Right: Andrews Geyser and Round Knob Lodge, ca. 1890s. Courtesy of North Carolina Collection, University of North Carolina at Chapel Hill Library.
That Good Mountain Water
My grandmother would come and stay three months at a time with us. She liked the country and the gardens. Loved canning and she loved company. Every time company came she’d say, “Have some of this good mountain water.” She had grown up in west Tennessee where sulfur water was the main thing and it was awful. Even when her preacher from Tennessee came over to see her she told him about the good mountain water. Finally, my husband said to her, “Grandmother, the reason that water is so good is because the moonshiners empty their barrels of mash into the creek.” She was horrified.
Buncombe County Junior Deputies
On a Boy Scout campout, one boy dropped his hatchet up in Montreat. On Sunday, two boys went back up there for it and found a still. The Sheriff, Laurence Brown, had established a club for boys called Junior Deputies and these boys were members, so they reported the still. The sheriff’s department knew the still was there all along, but the moonshiners were friendly folk, so they just overlooked it. Now that the boys had reported it, they had to take it in. So they very carefully moved everything to another site and told them where it was. They never did get arrested for it, but the boys were satisfied that they had done a good job.
Celebrating with a Drink
I helped my old man make some moonshine, down there off Broad River. So we went one evening in 1967 and we loaded it up in his little blue Mustang. We loaded that thing down. Here we come back up Route 9. Well, we come around the curve and there they had a big road block. License check. When I saw it I grabbed the door handle and he grabbed me and he said, “No, you don’t. You going to sit right here with me.” I was ready to run. We got up there and they checked the license. They said, “That will be fine.” They let us go. A little further up the road, we stopped and celebrated and took us a big drink.

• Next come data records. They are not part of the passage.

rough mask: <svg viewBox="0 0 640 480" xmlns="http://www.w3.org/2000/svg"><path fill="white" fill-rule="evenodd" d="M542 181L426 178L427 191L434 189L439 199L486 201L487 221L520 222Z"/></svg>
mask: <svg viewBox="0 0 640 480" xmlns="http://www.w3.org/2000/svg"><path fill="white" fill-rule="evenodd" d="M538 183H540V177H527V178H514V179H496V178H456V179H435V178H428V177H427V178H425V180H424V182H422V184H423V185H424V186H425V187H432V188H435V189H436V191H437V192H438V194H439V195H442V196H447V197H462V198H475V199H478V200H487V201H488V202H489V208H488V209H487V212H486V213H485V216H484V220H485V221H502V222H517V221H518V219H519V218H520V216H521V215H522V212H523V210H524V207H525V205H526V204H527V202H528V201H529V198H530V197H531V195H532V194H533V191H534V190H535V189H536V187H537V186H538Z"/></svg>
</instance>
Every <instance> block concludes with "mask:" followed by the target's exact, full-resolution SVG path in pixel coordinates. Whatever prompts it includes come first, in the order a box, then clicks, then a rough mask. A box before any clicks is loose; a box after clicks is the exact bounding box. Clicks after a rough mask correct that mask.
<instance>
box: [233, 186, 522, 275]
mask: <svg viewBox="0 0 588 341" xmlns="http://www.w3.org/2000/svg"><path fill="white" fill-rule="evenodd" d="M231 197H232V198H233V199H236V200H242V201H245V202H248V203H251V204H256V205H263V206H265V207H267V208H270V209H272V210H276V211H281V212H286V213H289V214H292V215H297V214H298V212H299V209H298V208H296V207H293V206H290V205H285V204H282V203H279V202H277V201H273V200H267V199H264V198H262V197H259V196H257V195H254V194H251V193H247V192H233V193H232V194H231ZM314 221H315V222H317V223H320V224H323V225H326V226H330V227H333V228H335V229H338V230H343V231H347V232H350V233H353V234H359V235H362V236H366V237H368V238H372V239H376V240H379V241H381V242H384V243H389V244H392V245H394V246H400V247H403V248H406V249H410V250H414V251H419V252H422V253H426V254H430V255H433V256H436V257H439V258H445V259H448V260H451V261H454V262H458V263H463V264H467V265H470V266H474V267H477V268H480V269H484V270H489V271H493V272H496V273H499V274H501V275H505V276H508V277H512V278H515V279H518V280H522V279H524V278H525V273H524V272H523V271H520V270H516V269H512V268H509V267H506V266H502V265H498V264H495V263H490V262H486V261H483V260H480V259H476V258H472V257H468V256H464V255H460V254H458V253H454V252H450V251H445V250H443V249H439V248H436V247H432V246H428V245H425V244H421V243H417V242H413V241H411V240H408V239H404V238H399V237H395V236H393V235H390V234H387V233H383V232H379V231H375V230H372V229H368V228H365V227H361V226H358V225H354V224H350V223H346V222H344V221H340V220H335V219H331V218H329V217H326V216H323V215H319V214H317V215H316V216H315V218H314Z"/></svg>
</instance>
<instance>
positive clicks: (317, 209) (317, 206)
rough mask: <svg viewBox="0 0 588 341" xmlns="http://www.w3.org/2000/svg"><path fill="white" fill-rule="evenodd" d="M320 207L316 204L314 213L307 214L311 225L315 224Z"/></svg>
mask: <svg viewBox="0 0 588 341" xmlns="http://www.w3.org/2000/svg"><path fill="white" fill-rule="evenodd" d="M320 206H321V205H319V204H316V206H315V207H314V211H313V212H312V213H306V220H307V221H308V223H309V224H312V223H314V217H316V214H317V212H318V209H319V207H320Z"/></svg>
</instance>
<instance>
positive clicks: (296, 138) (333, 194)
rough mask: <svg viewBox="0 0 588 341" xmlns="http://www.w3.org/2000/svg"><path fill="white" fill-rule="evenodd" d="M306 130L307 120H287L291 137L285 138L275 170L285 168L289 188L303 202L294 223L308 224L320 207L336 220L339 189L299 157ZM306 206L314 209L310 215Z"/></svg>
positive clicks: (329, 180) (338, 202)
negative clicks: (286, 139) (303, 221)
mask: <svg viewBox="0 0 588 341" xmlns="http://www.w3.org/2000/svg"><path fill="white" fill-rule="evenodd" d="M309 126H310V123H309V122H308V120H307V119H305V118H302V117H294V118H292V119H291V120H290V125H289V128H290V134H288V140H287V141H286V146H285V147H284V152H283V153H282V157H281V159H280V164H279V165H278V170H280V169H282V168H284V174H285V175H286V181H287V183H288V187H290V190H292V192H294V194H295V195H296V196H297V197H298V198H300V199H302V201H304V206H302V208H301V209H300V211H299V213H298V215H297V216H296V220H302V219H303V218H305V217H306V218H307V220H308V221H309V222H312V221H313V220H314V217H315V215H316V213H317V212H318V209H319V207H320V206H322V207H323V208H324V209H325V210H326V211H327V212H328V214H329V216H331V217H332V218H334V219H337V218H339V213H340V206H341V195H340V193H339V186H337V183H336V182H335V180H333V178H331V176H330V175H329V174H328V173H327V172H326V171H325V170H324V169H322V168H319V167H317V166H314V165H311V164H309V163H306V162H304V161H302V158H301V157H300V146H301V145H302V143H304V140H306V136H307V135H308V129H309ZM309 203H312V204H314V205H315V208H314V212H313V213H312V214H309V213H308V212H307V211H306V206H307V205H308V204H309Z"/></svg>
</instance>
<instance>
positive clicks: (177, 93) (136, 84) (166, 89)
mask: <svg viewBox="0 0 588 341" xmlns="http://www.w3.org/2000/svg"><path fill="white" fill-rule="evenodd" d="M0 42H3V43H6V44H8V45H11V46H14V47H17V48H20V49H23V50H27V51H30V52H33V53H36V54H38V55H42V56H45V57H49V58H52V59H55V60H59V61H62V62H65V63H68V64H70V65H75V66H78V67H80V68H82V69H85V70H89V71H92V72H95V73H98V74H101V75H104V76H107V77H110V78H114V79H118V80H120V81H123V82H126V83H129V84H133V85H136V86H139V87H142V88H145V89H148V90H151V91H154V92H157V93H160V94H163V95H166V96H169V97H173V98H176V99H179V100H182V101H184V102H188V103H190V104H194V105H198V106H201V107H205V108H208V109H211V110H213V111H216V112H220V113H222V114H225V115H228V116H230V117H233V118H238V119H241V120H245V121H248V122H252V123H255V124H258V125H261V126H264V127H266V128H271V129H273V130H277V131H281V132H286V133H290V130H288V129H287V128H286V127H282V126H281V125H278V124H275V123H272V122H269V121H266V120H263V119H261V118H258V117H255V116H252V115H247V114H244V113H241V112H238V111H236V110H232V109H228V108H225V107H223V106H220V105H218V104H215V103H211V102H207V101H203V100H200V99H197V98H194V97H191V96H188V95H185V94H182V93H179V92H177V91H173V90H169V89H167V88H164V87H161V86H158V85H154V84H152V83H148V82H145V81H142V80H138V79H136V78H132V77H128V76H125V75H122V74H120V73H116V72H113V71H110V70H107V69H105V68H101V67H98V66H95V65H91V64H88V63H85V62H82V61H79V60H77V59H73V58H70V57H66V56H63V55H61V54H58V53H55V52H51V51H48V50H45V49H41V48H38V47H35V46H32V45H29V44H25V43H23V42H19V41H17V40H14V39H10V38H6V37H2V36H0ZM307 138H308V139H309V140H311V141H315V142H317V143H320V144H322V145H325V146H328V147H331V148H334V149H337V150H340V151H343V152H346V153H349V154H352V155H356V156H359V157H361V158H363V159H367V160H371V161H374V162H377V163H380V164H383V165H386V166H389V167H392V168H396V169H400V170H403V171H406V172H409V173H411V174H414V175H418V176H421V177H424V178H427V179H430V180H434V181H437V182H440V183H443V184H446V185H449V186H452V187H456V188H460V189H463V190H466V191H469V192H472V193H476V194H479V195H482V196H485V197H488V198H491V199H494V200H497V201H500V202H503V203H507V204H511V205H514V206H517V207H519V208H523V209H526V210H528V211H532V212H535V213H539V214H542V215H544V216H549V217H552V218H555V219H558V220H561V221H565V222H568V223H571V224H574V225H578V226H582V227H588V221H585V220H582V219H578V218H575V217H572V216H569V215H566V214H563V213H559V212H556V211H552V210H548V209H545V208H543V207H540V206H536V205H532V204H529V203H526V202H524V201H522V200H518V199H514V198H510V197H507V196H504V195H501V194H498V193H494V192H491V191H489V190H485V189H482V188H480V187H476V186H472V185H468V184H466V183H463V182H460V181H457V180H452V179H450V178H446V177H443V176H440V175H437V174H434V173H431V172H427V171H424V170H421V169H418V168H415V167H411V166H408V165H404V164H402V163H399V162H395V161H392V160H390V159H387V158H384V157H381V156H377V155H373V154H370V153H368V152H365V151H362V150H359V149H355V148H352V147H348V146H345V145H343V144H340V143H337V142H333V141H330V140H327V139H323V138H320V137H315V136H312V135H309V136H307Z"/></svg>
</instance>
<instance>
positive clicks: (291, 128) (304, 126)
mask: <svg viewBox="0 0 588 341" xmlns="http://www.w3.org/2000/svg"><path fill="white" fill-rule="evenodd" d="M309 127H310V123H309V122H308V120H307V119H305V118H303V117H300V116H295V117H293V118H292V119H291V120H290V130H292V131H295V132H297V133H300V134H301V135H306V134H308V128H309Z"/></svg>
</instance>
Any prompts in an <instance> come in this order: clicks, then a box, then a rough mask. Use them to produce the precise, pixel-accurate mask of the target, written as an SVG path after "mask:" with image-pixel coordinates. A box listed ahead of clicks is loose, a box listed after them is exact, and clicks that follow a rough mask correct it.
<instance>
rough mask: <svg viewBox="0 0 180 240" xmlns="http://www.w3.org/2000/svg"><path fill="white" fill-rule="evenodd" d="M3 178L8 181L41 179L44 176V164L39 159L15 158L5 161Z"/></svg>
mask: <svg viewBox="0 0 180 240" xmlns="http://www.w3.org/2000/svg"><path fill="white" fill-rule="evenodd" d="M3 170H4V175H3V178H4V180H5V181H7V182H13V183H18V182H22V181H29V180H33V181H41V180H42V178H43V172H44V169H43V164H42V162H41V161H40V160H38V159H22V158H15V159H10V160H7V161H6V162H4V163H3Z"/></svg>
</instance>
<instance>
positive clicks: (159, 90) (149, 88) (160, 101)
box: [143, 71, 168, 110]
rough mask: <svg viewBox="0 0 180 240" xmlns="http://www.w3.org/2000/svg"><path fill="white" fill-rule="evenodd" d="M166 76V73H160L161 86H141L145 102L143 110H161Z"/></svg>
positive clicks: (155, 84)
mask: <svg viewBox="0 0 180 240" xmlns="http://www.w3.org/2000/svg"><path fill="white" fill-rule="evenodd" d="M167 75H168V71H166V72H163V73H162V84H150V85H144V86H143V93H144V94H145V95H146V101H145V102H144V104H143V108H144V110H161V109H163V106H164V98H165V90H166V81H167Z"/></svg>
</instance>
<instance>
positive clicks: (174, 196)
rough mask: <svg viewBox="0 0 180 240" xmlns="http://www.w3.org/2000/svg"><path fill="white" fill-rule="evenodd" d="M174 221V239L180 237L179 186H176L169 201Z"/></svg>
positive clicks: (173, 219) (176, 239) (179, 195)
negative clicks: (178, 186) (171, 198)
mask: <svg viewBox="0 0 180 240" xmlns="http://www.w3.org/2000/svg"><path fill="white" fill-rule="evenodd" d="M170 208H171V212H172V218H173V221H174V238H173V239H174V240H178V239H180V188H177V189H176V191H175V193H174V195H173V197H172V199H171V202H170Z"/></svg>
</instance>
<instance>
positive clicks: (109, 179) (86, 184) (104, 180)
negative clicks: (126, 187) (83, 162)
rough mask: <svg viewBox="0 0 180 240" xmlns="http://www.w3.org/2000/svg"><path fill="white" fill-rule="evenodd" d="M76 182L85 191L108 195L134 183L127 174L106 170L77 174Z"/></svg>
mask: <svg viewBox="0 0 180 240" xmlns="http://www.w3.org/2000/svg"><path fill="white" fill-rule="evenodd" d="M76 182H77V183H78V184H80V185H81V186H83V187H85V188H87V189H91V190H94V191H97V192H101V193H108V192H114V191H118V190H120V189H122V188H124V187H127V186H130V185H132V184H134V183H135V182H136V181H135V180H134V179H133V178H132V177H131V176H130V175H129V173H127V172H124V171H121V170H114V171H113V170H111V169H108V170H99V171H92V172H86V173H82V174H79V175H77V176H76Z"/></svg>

Everybody that made liquor had guineas. If anyone sneaks around, the guineas would see and they’d holler. Grandpa got him some guinea eggs. He raised them until they was grown. One evening he was sitting out there on the porch and on the other side of the railroad track there was a bank and every one of them guineas, there was about 25, was up on that bank. Here comes an old coal car going slow. And one of them guineas flew up on top of the coal and all of them did and Grandpa sat there and watched them all ride away.
There was a big pig picking down Route 9. There were hundreds of people and I had two gallons of moonshine. We had been there all evening and these two boys come up to me. They said, “Mister, we heard you had some moonshine.” I said “Yeah.” They said, “We ain’t never drunk no moonshine. Can we drink some moonshine?” I said, “Why, yeah.” They said, “We’ll be back. We’ll get us some cups.” I thought, “Cups? Why don’t you just drink it out of the jug?” Here they come back and they had little Styrofoam cups. I was sitting there and I just took that liquor and put it in the Styrofoam cups. They pick them cups up and they look through them. It ate the bottoms out of the cups.